Postprandial accumulation of chylomicrons and chylomicron remnants is determined by the clearance capacity

Abstract

Objective: To better understand the postprandial clearance of triglyceride-rich lipoproteins (TRLs) and its relation to the fasting kinetics of TRLs.

Methods: Two studies were performed on 30 male subjects: a fasting kinetic study to determine the fasting secretion and clearance rates of apolipoprotein B (apoB) 100 and triglycerides in the very low-density lipoprotein 1 and 2 (VLDL(1) and VLDL(2)) fractions; and a postprandial study to determine the postprandial accumulation of apoB48, apoB100 and triglycerides in the chylomicron, VLDL(1) and VLDL(2) fractions. Results from these two studies were combined to characterize the postprandial clearance of TRLs in a physiologically relevant setting.
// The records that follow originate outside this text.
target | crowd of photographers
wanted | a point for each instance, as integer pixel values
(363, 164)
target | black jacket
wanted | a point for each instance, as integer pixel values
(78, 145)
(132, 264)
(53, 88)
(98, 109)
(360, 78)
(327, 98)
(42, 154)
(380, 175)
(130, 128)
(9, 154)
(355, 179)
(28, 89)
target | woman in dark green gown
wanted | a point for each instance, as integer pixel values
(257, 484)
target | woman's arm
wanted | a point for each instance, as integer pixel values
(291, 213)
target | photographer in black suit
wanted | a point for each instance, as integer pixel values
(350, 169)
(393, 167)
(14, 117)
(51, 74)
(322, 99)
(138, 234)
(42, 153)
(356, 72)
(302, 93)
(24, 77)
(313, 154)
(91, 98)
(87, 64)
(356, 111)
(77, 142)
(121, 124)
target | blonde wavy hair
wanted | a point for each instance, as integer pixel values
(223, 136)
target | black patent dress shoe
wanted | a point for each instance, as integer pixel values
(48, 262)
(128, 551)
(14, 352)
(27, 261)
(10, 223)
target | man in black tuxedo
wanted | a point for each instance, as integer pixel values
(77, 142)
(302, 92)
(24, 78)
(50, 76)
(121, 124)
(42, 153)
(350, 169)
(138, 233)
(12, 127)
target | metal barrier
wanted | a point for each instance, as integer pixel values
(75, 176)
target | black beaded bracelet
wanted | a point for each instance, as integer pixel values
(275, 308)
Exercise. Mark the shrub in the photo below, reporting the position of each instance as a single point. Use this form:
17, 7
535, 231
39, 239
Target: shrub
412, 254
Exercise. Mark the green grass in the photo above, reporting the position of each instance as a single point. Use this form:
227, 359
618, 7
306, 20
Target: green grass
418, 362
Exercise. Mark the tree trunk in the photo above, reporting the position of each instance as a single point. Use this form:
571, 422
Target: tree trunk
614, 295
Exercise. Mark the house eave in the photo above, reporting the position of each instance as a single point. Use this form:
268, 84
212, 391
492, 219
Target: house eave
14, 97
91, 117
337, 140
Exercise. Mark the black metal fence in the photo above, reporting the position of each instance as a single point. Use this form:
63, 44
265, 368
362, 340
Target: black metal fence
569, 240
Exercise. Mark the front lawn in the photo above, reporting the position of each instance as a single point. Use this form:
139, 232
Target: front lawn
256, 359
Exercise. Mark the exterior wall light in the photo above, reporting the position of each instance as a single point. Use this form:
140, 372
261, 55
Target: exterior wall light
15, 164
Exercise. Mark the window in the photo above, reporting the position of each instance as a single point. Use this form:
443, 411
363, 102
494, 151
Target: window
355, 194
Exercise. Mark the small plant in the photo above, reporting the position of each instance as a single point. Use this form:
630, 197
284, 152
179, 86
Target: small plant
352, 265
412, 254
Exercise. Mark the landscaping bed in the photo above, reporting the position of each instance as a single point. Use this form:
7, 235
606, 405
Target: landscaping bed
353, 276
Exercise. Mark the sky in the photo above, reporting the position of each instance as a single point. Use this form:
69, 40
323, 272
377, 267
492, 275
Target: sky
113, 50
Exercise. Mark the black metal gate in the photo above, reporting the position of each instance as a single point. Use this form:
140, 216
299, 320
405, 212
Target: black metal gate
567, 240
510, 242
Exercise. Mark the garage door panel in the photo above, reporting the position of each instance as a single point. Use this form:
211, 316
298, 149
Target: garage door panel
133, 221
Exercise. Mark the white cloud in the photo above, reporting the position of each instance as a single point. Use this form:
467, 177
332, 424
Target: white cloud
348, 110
Results: Our results show that postprandial accumulation of the apoB48-carrying chylomicrons can be predicted from the clearance capacity of the lipolytic pathway, determined in the fasting state. Furthermore, we show that chylomicrons and VLDL(1) particles are not cleared equally by the lipoprotein lipase pathway, and that chylomicrons seem to be the preferred substrate. Subjects with a rapid fasting lipid metabolism accumulate lower levels of postprandial triglycerides with less accumulation of apoB100 in the VLDL(1) fraction and a faster transfer of apoB100 into the VLDL(2) fraction. In contrast, fasting VLDL(1) secretion does not predict postprandial triglyceride accumulation.

Conclusions: Non-fasting triglyceride levels have recently been identified as a major predictor of future cardiovascular events. Here we show that the capacity of the lipolytic pathway is a common determinant of both the fasting and non-fasting triglyceride levels and may thus play an important role in the development of dyslipemia and atherosclerosis.